Por fim, quero fazer os parênteses pessoais. Muitos me perguntam o que farei agora. Digo que no exercício do cargo “estamos” e isso é passageiro. Mas no exercício da docência e da ciência “somos”. Por isso, estarei em muitas frentes, atuando como cientista e à serviço de nossa Unifesp em muitos projetos. Além disso, após 35 de EPM e Unifesp e oito anos de gestão, venho a público dizer que mantenho a espinha ereta e a vontade de lutar sem aceitar as DENOMINAÇÕES ESPÚRIAS e tentativas de me desviar do meu firme propósito de seguir defendendo a ciência e a universidade pública, como sempre, mas de um novo lugar.

Nas palavras de Paulo Freire “A educação é um ato de amor, por isso, um ato de coragem. Não pode temer o debate. A análise da realidade. Não pode fugir à discussão criadora, sob pena de ser uma farsa.”
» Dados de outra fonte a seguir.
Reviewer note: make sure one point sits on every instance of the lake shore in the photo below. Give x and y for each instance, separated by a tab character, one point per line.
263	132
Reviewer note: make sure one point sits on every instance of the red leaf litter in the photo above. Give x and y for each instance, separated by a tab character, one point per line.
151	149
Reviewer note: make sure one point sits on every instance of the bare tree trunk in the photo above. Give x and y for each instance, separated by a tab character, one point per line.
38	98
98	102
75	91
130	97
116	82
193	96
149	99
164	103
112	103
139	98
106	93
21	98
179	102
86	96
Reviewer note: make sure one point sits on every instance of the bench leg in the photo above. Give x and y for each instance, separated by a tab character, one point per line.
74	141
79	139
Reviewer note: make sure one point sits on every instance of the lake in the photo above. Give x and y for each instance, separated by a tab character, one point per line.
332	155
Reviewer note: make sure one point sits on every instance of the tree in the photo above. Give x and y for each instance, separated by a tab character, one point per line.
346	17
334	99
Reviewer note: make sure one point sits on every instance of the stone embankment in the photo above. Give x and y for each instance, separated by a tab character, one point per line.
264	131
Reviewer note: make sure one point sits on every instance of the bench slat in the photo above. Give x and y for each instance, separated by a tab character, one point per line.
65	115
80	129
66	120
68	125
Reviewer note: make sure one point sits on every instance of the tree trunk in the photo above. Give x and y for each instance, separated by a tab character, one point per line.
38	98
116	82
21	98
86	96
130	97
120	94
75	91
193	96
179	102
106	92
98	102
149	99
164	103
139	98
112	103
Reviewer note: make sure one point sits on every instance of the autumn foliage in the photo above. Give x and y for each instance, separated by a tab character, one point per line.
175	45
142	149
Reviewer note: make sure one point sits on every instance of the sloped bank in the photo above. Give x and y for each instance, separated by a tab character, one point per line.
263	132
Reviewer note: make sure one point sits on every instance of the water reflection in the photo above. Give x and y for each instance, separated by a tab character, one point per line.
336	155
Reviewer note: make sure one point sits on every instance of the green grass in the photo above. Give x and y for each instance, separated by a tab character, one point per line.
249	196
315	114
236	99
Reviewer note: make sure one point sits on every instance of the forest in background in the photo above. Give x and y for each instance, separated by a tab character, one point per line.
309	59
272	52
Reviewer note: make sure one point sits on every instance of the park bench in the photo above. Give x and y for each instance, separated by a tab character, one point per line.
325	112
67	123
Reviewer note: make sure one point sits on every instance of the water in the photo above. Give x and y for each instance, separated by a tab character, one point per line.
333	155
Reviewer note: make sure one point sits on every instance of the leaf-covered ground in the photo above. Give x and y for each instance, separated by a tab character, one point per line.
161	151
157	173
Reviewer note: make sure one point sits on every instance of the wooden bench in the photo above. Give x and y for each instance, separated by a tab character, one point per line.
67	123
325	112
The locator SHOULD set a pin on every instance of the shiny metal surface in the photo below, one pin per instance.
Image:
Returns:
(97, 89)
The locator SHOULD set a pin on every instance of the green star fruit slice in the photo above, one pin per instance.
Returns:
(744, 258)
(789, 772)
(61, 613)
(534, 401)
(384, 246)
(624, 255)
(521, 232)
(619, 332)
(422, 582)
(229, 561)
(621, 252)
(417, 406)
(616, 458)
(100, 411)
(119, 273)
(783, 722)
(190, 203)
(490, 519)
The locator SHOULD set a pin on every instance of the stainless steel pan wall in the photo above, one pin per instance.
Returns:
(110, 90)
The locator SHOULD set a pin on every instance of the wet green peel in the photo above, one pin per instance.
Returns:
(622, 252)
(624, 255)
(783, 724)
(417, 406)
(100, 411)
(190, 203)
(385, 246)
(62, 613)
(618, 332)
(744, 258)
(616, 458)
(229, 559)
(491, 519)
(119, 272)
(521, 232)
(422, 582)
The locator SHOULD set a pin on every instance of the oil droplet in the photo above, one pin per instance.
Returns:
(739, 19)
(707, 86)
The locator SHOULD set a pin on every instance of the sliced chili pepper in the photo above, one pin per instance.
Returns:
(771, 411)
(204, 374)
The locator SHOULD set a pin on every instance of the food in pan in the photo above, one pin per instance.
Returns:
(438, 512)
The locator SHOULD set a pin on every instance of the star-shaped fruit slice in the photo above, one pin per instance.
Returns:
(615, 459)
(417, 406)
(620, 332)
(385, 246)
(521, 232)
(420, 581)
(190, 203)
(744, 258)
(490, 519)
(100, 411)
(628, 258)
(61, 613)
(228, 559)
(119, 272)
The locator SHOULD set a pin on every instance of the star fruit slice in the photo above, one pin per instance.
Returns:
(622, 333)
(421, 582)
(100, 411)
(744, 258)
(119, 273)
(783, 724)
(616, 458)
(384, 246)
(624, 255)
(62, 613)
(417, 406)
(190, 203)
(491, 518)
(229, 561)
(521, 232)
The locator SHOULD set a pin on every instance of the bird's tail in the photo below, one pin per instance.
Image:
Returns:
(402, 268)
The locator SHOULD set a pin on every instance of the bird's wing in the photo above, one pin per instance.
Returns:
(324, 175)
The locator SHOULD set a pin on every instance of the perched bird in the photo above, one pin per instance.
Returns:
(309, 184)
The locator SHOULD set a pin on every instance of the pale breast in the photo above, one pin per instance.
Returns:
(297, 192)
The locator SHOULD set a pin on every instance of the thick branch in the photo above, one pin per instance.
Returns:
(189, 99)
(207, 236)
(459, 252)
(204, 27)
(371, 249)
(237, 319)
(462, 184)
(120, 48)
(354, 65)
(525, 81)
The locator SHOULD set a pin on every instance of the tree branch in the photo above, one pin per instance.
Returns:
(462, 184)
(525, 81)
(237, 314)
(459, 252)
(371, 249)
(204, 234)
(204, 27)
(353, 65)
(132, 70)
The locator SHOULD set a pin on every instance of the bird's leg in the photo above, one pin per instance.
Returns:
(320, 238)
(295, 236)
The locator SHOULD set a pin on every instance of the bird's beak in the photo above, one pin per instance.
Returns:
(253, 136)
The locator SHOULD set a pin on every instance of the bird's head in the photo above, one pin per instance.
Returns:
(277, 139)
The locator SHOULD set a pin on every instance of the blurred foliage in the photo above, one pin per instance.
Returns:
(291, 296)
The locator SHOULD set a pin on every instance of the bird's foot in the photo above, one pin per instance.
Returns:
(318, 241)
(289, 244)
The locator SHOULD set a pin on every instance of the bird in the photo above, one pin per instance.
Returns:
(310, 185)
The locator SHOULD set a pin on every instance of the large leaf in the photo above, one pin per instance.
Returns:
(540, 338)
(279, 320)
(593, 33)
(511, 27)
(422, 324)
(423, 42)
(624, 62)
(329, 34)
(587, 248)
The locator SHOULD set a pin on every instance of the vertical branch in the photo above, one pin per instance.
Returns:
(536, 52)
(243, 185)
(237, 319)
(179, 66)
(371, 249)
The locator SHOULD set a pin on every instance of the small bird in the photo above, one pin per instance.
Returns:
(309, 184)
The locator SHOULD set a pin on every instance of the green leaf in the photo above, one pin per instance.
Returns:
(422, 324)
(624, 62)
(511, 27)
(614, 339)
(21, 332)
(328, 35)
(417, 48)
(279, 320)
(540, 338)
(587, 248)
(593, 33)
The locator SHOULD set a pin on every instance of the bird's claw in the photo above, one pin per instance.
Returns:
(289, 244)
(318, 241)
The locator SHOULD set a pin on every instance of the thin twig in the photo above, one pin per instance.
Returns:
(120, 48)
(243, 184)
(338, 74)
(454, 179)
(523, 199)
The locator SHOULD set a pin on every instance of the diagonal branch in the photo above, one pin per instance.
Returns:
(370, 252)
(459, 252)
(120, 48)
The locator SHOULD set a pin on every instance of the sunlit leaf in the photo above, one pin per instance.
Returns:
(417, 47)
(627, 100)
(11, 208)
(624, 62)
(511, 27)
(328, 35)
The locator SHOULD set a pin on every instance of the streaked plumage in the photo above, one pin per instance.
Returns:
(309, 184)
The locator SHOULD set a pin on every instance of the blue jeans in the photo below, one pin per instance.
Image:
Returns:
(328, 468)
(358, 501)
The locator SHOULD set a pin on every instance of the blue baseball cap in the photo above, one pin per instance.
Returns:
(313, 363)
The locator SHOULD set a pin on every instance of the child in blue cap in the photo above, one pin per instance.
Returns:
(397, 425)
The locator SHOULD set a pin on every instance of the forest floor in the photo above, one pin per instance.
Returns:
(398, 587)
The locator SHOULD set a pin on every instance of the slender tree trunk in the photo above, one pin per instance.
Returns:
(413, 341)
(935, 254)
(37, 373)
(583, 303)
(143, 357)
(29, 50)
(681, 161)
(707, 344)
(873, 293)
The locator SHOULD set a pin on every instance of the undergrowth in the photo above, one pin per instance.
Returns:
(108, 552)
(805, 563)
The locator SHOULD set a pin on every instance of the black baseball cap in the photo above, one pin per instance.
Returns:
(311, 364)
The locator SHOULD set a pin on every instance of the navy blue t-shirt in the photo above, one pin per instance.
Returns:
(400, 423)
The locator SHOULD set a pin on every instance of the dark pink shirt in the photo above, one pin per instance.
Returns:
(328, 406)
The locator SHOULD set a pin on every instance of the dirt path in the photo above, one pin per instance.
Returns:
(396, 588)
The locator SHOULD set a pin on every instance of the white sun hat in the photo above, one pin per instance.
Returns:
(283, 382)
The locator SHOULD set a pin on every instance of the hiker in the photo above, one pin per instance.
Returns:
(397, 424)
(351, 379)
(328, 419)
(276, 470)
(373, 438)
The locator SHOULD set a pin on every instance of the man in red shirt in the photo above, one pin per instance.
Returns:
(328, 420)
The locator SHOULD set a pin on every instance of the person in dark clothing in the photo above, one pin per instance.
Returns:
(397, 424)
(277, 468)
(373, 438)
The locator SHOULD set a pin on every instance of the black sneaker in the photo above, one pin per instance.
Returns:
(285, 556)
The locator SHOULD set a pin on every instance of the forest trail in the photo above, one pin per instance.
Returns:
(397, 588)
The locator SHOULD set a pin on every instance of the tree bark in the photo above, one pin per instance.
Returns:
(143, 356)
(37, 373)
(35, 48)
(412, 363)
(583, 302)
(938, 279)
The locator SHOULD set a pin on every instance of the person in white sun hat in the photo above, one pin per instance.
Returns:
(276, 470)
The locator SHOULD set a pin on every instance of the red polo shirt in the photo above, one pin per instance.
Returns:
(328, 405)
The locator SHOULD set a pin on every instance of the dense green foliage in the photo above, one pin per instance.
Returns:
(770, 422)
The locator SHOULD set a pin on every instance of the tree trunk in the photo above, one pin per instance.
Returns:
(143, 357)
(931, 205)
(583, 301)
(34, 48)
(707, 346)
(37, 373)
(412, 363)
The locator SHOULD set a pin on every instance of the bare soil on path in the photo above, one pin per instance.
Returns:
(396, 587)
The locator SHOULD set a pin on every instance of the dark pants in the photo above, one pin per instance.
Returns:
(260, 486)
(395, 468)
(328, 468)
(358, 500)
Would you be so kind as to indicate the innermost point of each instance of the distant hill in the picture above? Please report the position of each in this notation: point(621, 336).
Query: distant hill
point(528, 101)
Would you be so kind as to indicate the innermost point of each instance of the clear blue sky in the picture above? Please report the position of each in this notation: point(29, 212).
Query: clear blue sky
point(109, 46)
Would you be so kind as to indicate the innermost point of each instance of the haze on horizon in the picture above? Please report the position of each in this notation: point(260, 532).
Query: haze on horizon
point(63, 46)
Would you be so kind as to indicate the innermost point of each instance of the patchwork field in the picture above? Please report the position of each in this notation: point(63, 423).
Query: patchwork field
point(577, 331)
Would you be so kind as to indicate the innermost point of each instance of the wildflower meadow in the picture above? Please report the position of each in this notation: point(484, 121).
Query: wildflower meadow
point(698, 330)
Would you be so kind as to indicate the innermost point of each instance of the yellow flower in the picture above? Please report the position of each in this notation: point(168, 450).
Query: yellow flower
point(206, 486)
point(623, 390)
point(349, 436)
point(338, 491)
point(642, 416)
Por fim, quero dizer que oito anos e três meses após o início desse período das nossas duas gestões, podemos dizer que são muitas Unifesp. A Unifesp da diversidade, socialmente referenciada, das políticas de inclusão, da identidade plena, da acessibilidade, das políticas de comunicação social, de integração digital, da inovação e tecnologia, do reconhecimento dos saberes, da busca pela excelência, pela qualidade em todos os níveis. É a universidade da juventude, mas também do orgulho de sua história. É uma universidade combativa, que luta pela educação pública, pela ciência e pela produção de conhecimento.